Slow creep provision is 3% every 6 months so to get to the 90% compulsory takeover point would require acquiring 71% more of the company, so bit over 11.5 years of buying if they go that path!
So, unless a glaring issue is found in due diligence, they will be making an offer. They are not a management company building a stake to re-organise the company and profit. Guessing they assumed that Bell had done the leg work and found no issues so it was an educated gamble to grab the 18.8% without having done due-diligence themselves.
They have raised US$79m over the last few years so they seem to have solid support behind them, but the takeover is A$65m / US$40m so is a fair chunk of that raising. Based on that I am guessing they will need to get some more cash to finalise the deal, but I would assume that was locked in before they grabbed the 18.8%.

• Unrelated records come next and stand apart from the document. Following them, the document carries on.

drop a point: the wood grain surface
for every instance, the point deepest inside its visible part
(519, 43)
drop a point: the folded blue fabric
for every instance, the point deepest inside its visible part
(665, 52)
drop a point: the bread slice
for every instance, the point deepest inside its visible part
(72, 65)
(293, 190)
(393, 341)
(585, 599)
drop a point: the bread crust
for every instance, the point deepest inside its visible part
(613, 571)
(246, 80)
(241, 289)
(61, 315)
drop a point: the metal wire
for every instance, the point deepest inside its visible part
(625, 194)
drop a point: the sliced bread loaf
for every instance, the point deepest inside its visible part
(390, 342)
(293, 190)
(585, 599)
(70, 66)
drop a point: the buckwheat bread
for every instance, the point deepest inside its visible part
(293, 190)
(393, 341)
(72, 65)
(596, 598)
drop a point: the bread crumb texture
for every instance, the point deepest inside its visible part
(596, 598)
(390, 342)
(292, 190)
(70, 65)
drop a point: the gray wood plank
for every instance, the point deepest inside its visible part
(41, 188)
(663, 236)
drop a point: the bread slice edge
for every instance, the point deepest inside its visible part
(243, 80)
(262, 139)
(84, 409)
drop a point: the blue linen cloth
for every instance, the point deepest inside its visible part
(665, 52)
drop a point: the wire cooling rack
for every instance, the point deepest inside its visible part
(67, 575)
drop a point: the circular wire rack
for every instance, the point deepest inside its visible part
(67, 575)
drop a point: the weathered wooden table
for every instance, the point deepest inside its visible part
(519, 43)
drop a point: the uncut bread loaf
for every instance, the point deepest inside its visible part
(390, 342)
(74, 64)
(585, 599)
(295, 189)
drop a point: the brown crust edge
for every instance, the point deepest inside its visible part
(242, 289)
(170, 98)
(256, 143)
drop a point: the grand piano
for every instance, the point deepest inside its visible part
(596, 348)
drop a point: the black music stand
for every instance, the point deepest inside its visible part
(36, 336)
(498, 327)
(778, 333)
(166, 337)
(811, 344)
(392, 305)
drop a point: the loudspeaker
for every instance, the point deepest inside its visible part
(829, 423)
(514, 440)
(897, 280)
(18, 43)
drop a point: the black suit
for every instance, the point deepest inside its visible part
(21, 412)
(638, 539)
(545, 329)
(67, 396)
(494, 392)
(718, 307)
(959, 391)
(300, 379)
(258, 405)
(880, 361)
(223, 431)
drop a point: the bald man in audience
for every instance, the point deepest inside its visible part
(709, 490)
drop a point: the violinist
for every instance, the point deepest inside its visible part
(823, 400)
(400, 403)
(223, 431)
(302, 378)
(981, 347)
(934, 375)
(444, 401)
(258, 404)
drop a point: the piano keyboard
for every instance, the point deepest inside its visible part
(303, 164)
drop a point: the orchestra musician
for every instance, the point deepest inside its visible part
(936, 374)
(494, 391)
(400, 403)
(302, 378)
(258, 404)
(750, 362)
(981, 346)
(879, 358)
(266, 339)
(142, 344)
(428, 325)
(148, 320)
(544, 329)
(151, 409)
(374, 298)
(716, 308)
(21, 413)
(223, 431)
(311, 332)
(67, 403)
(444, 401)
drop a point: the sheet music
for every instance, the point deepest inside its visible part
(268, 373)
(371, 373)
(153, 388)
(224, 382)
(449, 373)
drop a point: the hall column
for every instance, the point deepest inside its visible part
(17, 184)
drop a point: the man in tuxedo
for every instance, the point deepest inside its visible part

Bell could still come with a counter-counter-counter-counter-offer, but it would surprise me, though they would still get value from it, as madamswer states, at a higher price. I doubt Svava would block the takeover by Bell if they do come back with a higher price than Svava are willing to offer as locking up A$12m in shares in a company whose price would drop a fair chunk if the takeover does not happen is not really the gameplay for an emerging fintech like Svava.
As for Svava making money by selling to a higher bidder, possible, but I doubt it. I would assume the groups that did the off-market at 28c have provisions in any agreement that they would get any increase in price of the tabled offer, but they may have forgone that for the cash upfront.